Twelve Angry Men released in 1957 and was directed by Sidney Lumet. And it’s by far one of the best examples of amazing character written and development in film. With a concept that’s simple yet endless in its potential to explore the people involved.

A young man is accused of murdering his father and after a long trial, a jury of twelve men has to decide whether the kid is guilty or not. All of them vote guilty except for one, a man who just wants to have a conversation before sending someone to the electric chair.

As mentioned before, the characters in Twelve Angry Men are outstanding. From the lead played by Henry Fonda who plays a character who’s both empathetic and reasonable while also willing to listen to those around him with opposing views. To characters like Juror #3 who works somewhat like the antagonist of the movie, while still having many sympathetic qualities to him making him more of a relatable villain.

You really feel like the characters in Twelve Angry Men are real people, and that’s without learning the names of most of them. It’s a masterwork in character writing.

And it’s not just the characters that make the story great. Twelve Angry Men is also a masterwork in subverting expectations and creating engagement. From early on in the film, there are many unexpected moments that made me jump from my seat when I first watched them. Almost every sequence has something to reveal, and it never feels forced like in other works.
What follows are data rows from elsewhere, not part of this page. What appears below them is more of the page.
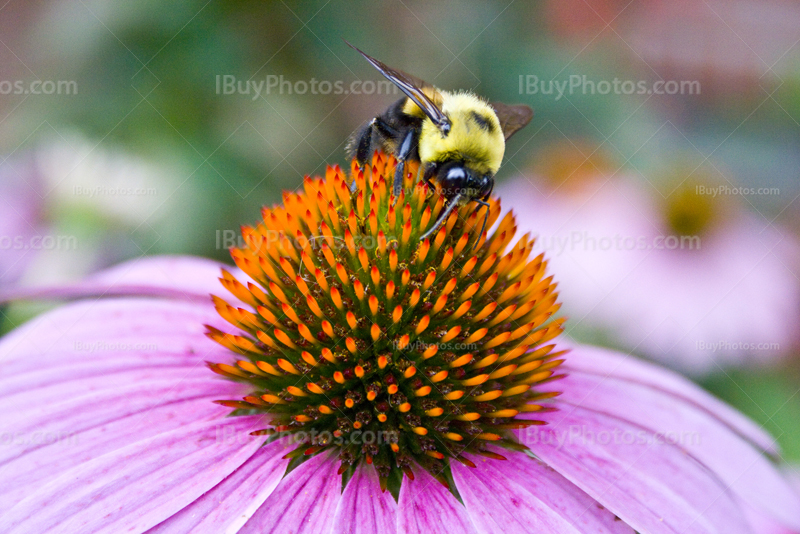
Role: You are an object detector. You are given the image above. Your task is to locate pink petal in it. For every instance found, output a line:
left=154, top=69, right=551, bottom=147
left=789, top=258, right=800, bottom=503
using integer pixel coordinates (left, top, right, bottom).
left=0, top=299, right=244, bottom=510
left=520, top=404, right=749, bottom=534
left=559, top=371, right=800, bottom=530
left=0, top=395, right=230, bottom=515
left=0, top=299, right=232, bottom=378
left=559, top=345, right=777, bottom=454
left=147, top=440, right=292, bottom=534
left=240, top=453, right=342, bottom=534
left=331, top=464, right=397, bottom=534
left=451, top=451, right=633, bottom=534
left=397, top=469, right=476, bottom=534
left=0, top=256, right=236, bottom=302
left=3, top=416, right=263, bottom=533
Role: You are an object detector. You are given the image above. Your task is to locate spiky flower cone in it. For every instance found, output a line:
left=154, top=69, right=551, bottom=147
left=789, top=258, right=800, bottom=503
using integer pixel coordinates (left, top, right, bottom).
left=208, top=154, right=563, bottom=491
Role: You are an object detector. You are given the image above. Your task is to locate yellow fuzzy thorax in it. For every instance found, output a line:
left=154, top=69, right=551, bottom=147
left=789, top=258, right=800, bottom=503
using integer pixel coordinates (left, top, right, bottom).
left=406, top=91, right=506, bottom=175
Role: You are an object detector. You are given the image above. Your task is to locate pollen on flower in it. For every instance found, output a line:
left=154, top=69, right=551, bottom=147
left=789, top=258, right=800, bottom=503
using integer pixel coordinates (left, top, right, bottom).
left=207, top=153, right=563, bottom=496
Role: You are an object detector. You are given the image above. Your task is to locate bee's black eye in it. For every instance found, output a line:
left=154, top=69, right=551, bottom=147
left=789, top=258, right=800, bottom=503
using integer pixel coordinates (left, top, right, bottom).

This creates some of the best engagement I’ve seen in fiction, no scene is wasted and everything that happens is there to build towards something. I don’t want to spoil too much, but the surprises in the movie are some of the best I’ve ever seen. And Twelve Angry Men does this without ever losing sight of its characters or more emotional moments.

Every single moment in the film has some sort of purpose and every single interaction is there for a reason. And all of this leads to one of the most satisfying conclusions I have ever seen in a story that perfectly ties everything together and closes any loose ends.

I really want to talk more about this movie but honestly, I can’t really say much without spoiling it. So, if you’re even a casual film viewer, I highly recommend checking this one out, it’s a timeless classic in my opinion with unforgettable characters and a narrative that keeps on giving with every scene.

Twelve Angry Men is available for streaming on Amazon Prime Video

Star Wars Saga

If you’ve been reading my blog posts for a while, you’d now that I talk a lot about story structure and how some of the best writers break it. Now, this doesn’t necessarily mean that I dislike traditional story structure or that I think it doesn’t work, I just think the stories that stand out the most are the ones that try something new.

Now, with that said, the Star Wars films are movies that have not only (in my opinion) perfected the three act structure but are also storytelling at its damn peak. For me, it doesn’t get much better than this, the original Star Wars trilogy is the near perfect story.

It does everything a narrative should do; it has amazing and well realized characters to the point where you feel like they’re real life people. You grow this very deep connection with characters like Luke and Han over the course of all the films and the movies always expand on them in great ways.

The way the protagonists and antagonists contrast each other is near perfect. And the relationship between the two is something that will make you want to keep coming back.

And conflict is introduced to every scene near flawlessly, with sections like the destruction of the first Death Star being filled with natural tension, set up, and special effects that were way ahead of their time.

Star Wars is also a master in world building, going far and beyond what your normal science fiction universe would have. The Jedi order, the force, lightsabers, all of these things aren’t just there to look cool, they serve an actual purpose in the story and serve to expand the characters and narrative.

Each planet in Star Wars also feels unique and distinct, with sets and props so ahead of their time that they actually feel real. Seeing Luke explore all of these places makes you feel like you’re actually in the cold environments of Hoth, or the heat of the desserts in Tatooine.